Öyleyse, Rab'bin Sofrası'nın kutsal metinlerdeki tasarımı ve amacı nedir? Mesih, onu kurduğunda tasarımını belirtir: “Bu beni anmak için yapar.” ~ Luka 22:19
Rab'bin Sofrası, dünyaya gösterdiğimiz ve kendimiz için, Mesih'in bizim için kefaret eden acısını ve ölümünü hatırladığımız bir anma törenidir.
“Çünkü bu ekmeği her yediğinizde ve bu kâseden içtiğinizde, O gelene kadar Rab'bin ölümünü görmüş olursunuz.” ~ 1 Korintliler 11:26
Fısıh şöleni, Mesih'in vekaleten, kurban niteliğindeki acılarını dört gözle bekliyordu. Ve Rab'bin Sofrası, Fısıh'ı işaret ediyor. Bunun nedeni, İsa'nın dünyanın günahlarını ortadan kaldırmak için kurban edilen Tanrı Kuzusu olmasıdır.
“Ertesi gün Yahya, İsa'nın yanına geldiğini gördü ve dedi: İşte dünyanın günahını ortadan kaldıran Tanrı Kuzusu.” ~ Yuhanna 1:29
Ek olarak, Eski Ahit Fısıh, ölüm meleğinin İsraillilerin Mısır'dayken evlerinin üzerinden geçtiği zamanın anısına yapıldı. Evlerinin kapısında kuzunun kanı olduğu için geçiştirildiler. Ama bütün Mısırlılar ilk doğanlarını kaybettiler. Böylece Fısıh, kuzuyu kesecekleri ve ayrıca Tanrı'nın kuzunun kurban edilmesi yoluyla onlara gösterdiği merhametin bir hatırası olarak kuzuyu ve mayasız ekmeği yedikleri bir tören günüydü. Ve dikkat edin, kuzuyu yediler, bu kurbanla ve birbirleriyle ne tür bir birliktelik yaşayacaklarını gösterdiler. Birbirlerine karşı fedakar bir sevgi göstereceklerdi.
Bu nedenle bugün, Tanrı Kuzusu İsa Mesih'in bizim için yaptığı fedakarlığı hatırladığımız yeni ahit Fısıh'ı kutluyoruz. Ve kendimizi de aynı fedakarlığın bir parçası olmaya istekli göstererek (yemek yerken onu anarak) bu fedakarlığa ortak olmamız gerekiyor. Bu aynı zamanda birbirimizle olan aynı fedakar sevgiyi de yansıtır. Kuzu'nun gerçek dostluğu. Eski Ahit'te, sonunda bu fedakar sevgiden başarısız olacaklardı. Ancak daha iyi bir kurban olan Mesih'te, şimdi Fısıh cemaatini başlangıçta amaçlandığı gibi gerçekten tutabiliriz.
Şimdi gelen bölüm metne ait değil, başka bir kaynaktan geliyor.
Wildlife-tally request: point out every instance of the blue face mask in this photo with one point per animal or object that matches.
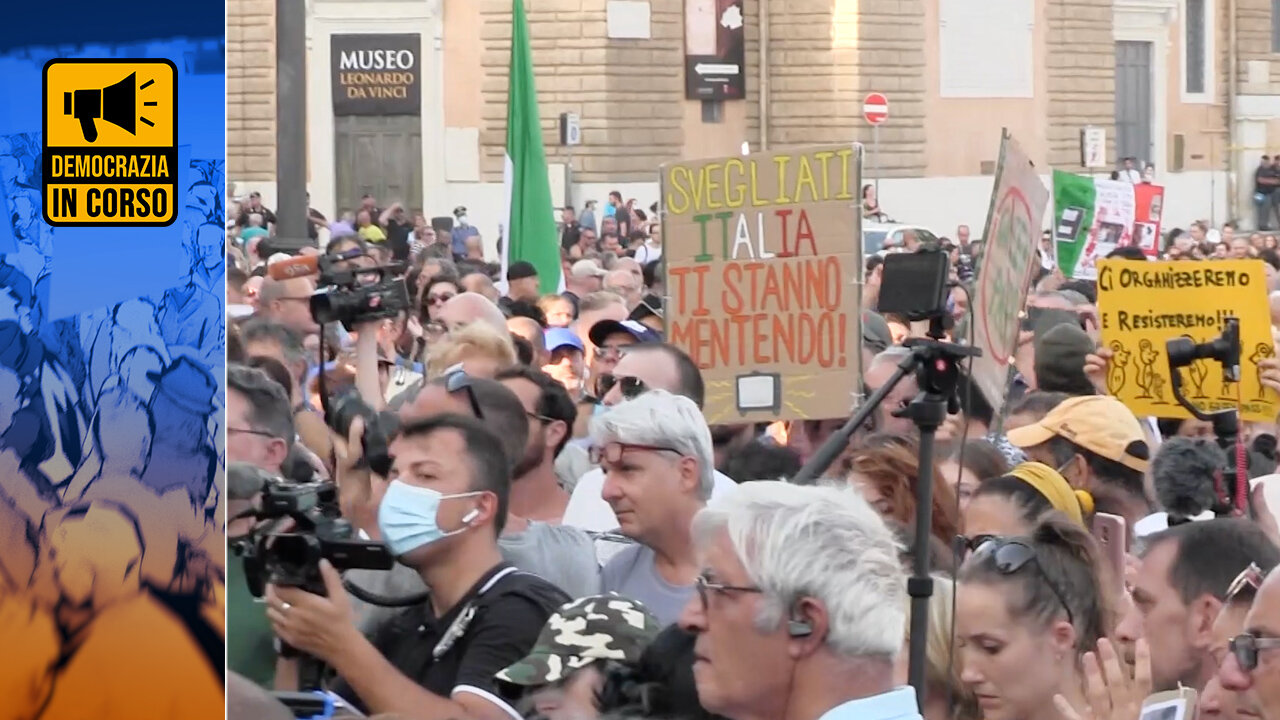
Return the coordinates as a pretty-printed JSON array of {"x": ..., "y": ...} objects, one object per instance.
[{"x": 407, "y": 516}]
“Mayasız olduğunuz için yeni bir yumru olmak için eski mayayı boşaltın. Fısıhımız Mesih bile bizim için kurban edildi: Bu nedenle ziyafeti eski mayayla, kötülüğün ve kötülüğün mayasıyla değil; ama samimiyet ve gerçeğin mayasız ekmeğiyle.” ~ 1 Korintliler 5:7-8
Rab'bin Sofrası ayrıca Tanrı'nın halkının birliğini sembolize eder. Onu anarken, sadece Tanrı'ya değil, birbirimize daha da yakınlaşıyoruz. Mesih'in verdiği kurbanı gerektiği gibi hatırlayarak, bizden vermemizi istediği kurbanı da hatırlıyoruz: Mesih ve birbirimiz için kişisel bir kurban.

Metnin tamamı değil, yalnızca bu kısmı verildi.